Considéré comme le principal opposant politique au Président Volodymyr Zelensky, Viktor Medvechuk ne laisse guère indifférent. Proche de Vladimir Poutine, qui est le parrain de sa fille, cet avocat, souvent présenté comme un oligarque pro-russe, élu au Parlement ukrainien, est actuellement poursuivi pour possession de biens immobiliers en Crimée et pour avoir investi en 2014 dans une raffinerie russe ayant alimenté en carburant les forces séparatistes du Donbass, accusations qu’il juge «farfelues». Il plaide néanmoins pour une résolution du conflit au travers de l’application des accords de Minsk. Souci, néanmoins mis en exergue par de nombreux officiels pro-Zelensky, la mise en application de ces mesures: alors que la partie pro-Kiev appelle d’abord au retrait des forces russes du Donbass et à une reprise du contrôle de ses frontières avant toute élection locale, la partie pro-russe défend quant à elle une phase inverse susceptible, le scrutin terminé, d’écarter toute avancée en ce sens. Et Medvechuk d’en appeler à l’intervention de la France et de l’UE, en format Normandie, afin de renouer le dialogue et de sortir de l’impasse.

Il ne fait aucun doute que l’Ukraine est importante pour l’Europe. Elle est importante en tant que pont unique entre l’Est et l’Ouest du continent, en tant que passerelle naturelle de l’Ancien Monde vers l’Eurasie avec son développement dynamique. Le problème est que des puissances non européennes, qui ne veulent pas d’une Europe forte et autonome, appliquent le principe du «diviser pour mieux régner» et brisent ce pont depuis sept ans déjà, le transformant en un mur.

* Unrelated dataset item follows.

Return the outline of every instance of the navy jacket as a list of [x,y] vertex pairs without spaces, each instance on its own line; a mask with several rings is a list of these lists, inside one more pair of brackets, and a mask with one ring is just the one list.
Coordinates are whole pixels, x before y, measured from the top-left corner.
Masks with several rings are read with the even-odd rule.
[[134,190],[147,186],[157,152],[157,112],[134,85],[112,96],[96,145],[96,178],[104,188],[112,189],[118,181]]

Ces puissances ne voient pas d’un bon œil de bonnes relations entre l’Union européenne et la Russie, entre l’UE et l’Asie. La conséquence de cette attitude est que le conflit dans le Donbass, qu’on aurait pu régler, est toujours présent depuis sept ans, qu’un discours nationaliste radical prédomine en Ukraine, que les droits des minorités nationales sont violées, que les industries à forte intensité scientifique héritées de l’URSS et liées au marché de la Russie et d’autres pays de la CEI ont été détruites, que l’économie s’effondre et que le nombre de victimes de ce conflit ne cesse de s’allonger.

Alors qu’un incendie se propage avec plus ou moins d’intensité au centre de l’Europe, l’Ouest et l’Est du continent ne peuvent normaliser leurs relations pour établir une coopération bénéfique pour les deux parties. En 2019, le Président Volodymyr Zelensky s’était fait élire sur des promesses de paix, de respect des droits des russophones et des autres représentants des minorités nationales, d’une augmentation du niveau de vie, d’une baisse des prix et de l’élimination des monopoles dans l’économie nationale. Mais depuis plus de deux ans, il fait le contraire. La meilleure preuve en est l’impasse totale des négociations pour mettre fin au conflit dans le Donbass. Finalement, la passation de présidence en 2019 entre Petro Porochenko, discrédité par la corruption, et l’ancien comédien Volodymyr Zelensky n’a rien changé au discours officiel, ni à l’intérieur ni à l’extérieur du pays.

D’une certaine façon, cette situation profite à ceux qui veulent accéder le plus rapidement possible à la fameuse «terre noire» ukrainienne, unique au monde, alors que le conflit dans le Donbass et le haut niveau de corruption maintiennent les prix de ce «pétrole du XXIe siècle» à un niveau extrêmement bas. Elle profite à tous ceux qu’un conflit au cœur de l’Europe arrange bien!

Espoir déçu

En 2019, le président français Emmanuel Macron, conscient que cette situation ne pouvait durer, a, très courageusement, réuni après une longue pause, les dirigeants allemand, russe et ukrainien en format «Normandie» pour un sommet à Paris le 9 décembre 2019. Il a semblé alors que la voie vers la paix en Ukraine était à nouveau engagée.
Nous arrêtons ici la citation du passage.